Adoption of New Accounting Standards ASU 2016-01, Financial Statements - Overall (Subtopic 825-10): Recognition and Measurement of Financial Assets and Financial Liabilities was issued in January 2016 to address certain aspects of recognition, measurement, presentation, and disclosure of financial instruments. This standard impacts how the Company measures certain equity investments and discloses and presents certain financial instruments through the application of the “exit price” notion. The Company adopted the amendments beginning January 1, 2018. Under the new guidance, equity investments can no longer be classified as trading or available for sale (AFS), and related unrealized holding gains and losses can no longer be recognized in OCI. Per the ASU, such equity investments should be measured at fair value, with adjustments recognized in earnings at the end of each reporting period. As such, the Company reclassified its portfolio of equity investments previously classified as AFS investment securities to “other investments.” As these equity investments were previously measured at fair value, implementation of the ASU did not impact the Company’s valuation method. In accordance with the ASU, the cumulative-effect adjustment from AOCI to retained earnings for previously recorded fair value adjustments related to these equity investments at adoption was immaterial. The Company elected the practical expedient measurement alternative to prospectively account for other equity investments that do not have readily determinable fair values at cost less impairment plus or minus observable price changes in orderly transactions for an identical or similar investment of the same issuer. The investments are immaterial overall and are classified within “other investments” on the Company’s consolidated balance sheets rather than as available-for-sale securities.

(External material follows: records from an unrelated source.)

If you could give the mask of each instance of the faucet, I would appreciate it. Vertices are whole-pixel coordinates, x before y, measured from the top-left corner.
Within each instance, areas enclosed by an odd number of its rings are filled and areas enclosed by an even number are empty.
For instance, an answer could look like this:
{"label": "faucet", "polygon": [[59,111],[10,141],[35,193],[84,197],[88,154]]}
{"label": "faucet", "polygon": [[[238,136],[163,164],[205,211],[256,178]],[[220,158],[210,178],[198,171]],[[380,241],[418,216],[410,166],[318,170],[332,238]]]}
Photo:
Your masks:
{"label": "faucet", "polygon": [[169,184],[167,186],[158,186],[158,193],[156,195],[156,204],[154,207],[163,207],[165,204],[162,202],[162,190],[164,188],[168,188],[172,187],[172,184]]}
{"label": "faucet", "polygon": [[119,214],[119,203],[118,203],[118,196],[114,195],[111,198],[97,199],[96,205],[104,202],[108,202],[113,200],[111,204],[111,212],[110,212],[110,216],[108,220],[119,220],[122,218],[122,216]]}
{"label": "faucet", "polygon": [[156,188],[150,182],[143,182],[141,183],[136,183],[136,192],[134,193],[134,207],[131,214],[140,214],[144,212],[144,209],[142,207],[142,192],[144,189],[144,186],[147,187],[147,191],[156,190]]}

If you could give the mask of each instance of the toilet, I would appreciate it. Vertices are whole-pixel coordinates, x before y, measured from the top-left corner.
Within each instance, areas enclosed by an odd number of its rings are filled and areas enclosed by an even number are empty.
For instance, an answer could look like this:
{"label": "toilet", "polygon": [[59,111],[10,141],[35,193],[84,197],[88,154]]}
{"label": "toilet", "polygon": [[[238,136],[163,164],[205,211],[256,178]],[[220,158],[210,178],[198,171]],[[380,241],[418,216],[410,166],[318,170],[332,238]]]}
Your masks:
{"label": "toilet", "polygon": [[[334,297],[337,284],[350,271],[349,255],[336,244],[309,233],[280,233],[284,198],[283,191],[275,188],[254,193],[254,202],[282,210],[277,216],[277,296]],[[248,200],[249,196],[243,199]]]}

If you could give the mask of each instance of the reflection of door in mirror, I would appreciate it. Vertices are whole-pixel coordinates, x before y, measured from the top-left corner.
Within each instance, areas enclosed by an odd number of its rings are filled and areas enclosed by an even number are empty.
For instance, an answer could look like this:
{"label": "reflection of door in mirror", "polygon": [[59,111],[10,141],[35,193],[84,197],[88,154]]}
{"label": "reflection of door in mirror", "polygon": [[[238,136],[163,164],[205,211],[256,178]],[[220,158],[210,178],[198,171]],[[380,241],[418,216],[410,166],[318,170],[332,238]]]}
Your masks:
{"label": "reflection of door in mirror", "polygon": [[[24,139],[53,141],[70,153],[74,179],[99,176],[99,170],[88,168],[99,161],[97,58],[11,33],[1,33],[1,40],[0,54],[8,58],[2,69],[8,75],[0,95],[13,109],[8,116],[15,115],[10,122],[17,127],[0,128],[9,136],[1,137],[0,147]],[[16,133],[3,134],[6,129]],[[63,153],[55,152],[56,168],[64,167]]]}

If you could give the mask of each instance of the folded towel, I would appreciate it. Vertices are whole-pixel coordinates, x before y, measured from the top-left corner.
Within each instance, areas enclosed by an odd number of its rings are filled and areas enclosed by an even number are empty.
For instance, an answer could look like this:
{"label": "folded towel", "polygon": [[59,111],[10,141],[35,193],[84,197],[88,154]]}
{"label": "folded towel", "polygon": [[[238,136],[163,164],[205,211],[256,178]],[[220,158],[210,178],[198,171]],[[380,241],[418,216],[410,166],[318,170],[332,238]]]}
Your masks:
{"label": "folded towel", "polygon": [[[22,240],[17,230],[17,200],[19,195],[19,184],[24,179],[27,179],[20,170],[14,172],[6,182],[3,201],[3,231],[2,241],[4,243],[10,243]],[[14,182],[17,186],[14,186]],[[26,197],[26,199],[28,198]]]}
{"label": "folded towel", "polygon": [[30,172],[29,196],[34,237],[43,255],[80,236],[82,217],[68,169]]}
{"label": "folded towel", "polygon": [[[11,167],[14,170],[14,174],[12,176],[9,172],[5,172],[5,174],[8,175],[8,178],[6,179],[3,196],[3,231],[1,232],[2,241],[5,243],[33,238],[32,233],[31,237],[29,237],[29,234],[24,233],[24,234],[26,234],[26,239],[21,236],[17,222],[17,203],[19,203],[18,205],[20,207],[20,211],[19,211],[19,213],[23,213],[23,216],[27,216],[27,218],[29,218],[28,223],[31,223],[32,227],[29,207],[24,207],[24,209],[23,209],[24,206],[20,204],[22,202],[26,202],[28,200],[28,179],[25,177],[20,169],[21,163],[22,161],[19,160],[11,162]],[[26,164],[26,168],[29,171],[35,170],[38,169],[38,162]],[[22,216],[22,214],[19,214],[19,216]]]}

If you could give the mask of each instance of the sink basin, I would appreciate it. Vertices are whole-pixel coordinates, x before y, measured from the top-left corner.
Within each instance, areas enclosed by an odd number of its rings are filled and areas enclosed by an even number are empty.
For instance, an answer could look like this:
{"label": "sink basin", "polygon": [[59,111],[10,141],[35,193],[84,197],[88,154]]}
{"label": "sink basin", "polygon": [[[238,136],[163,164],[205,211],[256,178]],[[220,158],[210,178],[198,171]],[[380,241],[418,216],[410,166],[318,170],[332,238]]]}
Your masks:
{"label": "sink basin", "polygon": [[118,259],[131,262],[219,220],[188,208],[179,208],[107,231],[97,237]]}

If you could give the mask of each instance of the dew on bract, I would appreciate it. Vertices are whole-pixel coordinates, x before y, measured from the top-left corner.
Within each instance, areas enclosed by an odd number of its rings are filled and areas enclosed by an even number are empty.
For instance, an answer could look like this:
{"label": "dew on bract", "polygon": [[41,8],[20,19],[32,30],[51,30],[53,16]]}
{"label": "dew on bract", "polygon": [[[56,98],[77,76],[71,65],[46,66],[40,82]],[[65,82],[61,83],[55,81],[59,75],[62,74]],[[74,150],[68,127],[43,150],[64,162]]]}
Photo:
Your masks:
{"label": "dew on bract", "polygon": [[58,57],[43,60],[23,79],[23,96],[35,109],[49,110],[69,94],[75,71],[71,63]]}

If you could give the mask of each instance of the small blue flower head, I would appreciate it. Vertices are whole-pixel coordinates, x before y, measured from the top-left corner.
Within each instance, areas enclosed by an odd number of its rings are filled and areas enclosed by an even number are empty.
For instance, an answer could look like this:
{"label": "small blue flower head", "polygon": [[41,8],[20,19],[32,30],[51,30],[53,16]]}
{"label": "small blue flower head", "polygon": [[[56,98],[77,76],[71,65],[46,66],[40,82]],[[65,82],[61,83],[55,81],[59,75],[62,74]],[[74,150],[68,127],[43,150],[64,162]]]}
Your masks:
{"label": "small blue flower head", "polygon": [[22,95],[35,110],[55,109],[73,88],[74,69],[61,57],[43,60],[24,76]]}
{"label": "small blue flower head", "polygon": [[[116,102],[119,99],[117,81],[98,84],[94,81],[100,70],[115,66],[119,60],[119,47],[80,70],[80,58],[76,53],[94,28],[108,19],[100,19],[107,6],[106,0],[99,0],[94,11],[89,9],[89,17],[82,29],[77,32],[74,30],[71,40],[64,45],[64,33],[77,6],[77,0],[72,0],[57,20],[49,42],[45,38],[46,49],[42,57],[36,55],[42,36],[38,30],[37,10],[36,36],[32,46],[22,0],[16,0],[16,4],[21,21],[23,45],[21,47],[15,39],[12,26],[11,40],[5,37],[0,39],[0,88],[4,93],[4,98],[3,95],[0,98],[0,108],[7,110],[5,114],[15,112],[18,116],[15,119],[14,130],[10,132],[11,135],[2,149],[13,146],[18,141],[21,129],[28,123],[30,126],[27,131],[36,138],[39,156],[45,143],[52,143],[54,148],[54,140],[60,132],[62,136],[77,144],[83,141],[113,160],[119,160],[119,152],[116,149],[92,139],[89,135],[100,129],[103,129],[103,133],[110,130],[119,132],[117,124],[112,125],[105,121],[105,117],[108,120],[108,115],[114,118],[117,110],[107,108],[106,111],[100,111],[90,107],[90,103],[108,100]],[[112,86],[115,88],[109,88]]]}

In May 2014, the FASB issued ASU 2014-09 - Revenue from Contracts with Customers, which created a new principle-based framework to determine when and how an entity recognizes revenue from its customer contracts. FASB has established a core principle for recognizing revenue within the new rules, which states that revenue should only be recorded when services are provided or goods are transferred to customers at the agreed price. The majority of our revenue-generating transactions are not subject to ASC Topic 606, including revenue generated from financial instruments, such as our loans, letters of credit and investment securities, as these activities are subject to other GAAP discussed elsewhere within our disclosures. Description of our revenue-generating activities that are within the scope of ASC Topic 606, which are presented in our income statements as components of non-interest income are as follows:

Service charges on deposits - We collect service charges on most of our non-maturity deposits accounts on a monthly basis. Our fee earned is collected monthly when a particular cycle for a non-maturity deposit account closes. Each cycle is monthly and the fee earned is for our service for the month just closed. Our performance obligations are to process transactions, pay interest (on interest-bearing accounts), collect deposits, and allow access to on-line banking applications and other services ancillary to a banking relationship. Each month when our fee is charged, our obligation is complete. The contract-relationship is a month to month obligation - i.e. our obligation to perform these services would end if the customer closes their deposit account with MidSouth.
ATM and debit card income - ATM fees primarily consist of surcharges assessed to our customers for using a non-Bank ATM or a non-Bank customer using our ATM. Debit card income represents revenues earned from interchange fees, which are earned on debit card transactions conducted with payment networks. Such fees are generally recognized concurrently with the delivery of services on a daily basis.